Design Implementation Artist, KALEIDOSCOPE
As a design implementation artist, Mike ensures the seamless delivery of design intent from adaptation to production of various national and private label brands. With over 25 years of professional graphic industry experience, Mike has had the pleasure of contributing to a variety of clients including McDonalds, Frito Lay, Marlboro, St Ives, Miller Brewing and numerous private label brands for ALDI & Topco.
- 1796—Alois Senefelder invents lithography.
- 1817—Thomas Gilpin creates the first paperboard cylinder machine.
- 1848—Gold rush begins when consumer confidence in packaged goods is low due to inconsistency, poor packing, and spoilage problems.
- 1869—Heinz Corporation revives the packaged food industry by setting high standards in food processing and labeling.
- 1906—Theodore Roosevelt passes the Pure Foods & Drugs Act.
- 1912—One of the most highly advertised products of the time was Mrs.
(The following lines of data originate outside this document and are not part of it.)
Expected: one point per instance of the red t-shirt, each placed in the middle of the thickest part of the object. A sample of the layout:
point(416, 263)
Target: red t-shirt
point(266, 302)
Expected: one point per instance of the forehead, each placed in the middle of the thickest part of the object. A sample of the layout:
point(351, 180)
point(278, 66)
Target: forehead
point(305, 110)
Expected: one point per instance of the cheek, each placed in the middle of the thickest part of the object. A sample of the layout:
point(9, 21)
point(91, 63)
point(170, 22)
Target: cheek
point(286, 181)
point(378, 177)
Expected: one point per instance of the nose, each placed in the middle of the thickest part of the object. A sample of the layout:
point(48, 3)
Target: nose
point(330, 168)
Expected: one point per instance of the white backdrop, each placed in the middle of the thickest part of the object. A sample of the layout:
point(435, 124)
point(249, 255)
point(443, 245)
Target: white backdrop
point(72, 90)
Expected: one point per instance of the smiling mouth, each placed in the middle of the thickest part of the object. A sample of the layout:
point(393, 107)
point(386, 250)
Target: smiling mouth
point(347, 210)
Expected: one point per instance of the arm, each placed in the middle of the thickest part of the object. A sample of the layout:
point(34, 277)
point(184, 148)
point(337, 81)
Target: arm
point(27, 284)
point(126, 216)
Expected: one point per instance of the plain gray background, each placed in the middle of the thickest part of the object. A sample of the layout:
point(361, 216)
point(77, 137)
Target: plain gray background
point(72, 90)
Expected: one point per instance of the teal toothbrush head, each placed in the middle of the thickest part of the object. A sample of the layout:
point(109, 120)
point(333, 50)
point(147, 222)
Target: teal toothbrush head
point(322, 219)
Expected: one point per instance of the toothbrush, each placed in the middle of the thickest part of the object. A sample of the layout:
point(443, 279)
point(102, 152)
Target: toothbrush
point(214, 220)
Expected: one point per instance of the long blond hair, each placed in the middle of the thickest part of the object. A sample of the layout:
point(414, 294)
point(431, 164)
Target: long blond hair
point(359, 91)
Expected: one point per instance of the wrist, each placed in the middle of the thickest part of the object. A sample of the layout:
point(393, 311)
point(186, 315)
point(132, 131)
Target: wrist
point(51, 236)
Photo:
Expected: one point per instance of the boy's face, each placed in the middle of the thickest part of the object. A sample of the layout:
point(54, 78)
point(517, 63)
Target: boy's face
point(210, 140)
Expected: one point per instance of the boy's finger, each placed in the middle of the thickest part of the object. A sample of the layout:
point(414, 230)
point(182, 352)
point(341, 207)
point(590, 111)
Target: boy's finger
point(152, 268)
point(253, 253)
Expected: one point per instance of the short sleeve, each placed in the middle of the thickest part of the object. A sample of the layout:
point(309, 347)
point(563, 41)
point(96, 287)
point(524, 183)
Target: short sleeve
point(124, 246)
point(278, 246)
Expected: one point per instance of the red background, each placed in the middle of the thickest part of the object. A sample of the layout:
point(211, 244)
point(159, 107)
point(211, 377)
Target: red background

Winslows Soothing Syrup for teething children.
- 1938—Franklin Delano Roosevelt approves the Food, Drug & Cosmetics Act. Products with toxic ingredients, such as Lash Lure and Vitamin Donuts, disappeared as a result.
- 1958—FDA published list of 700 items generally recognized as Safe (GRAS). The FDA made Benzedrine a prescription drug, making it illegal to be bought over the counter.
- 1966—Lyndon Johnson passes the Fair Packaging Labeling Act.
- 1990—The Nutrition Labeling and Education Act is passed.
- 2002—The National Organic Program is enacted.
- 2003—FDA announces trans fat labeling to be mandatory by 2006.
- 2011—The Nutrition Keys Program was developed.
- 2015—Fred Kummerow, a 100-year-old scientist, convinces the FDA to ban artificial fats.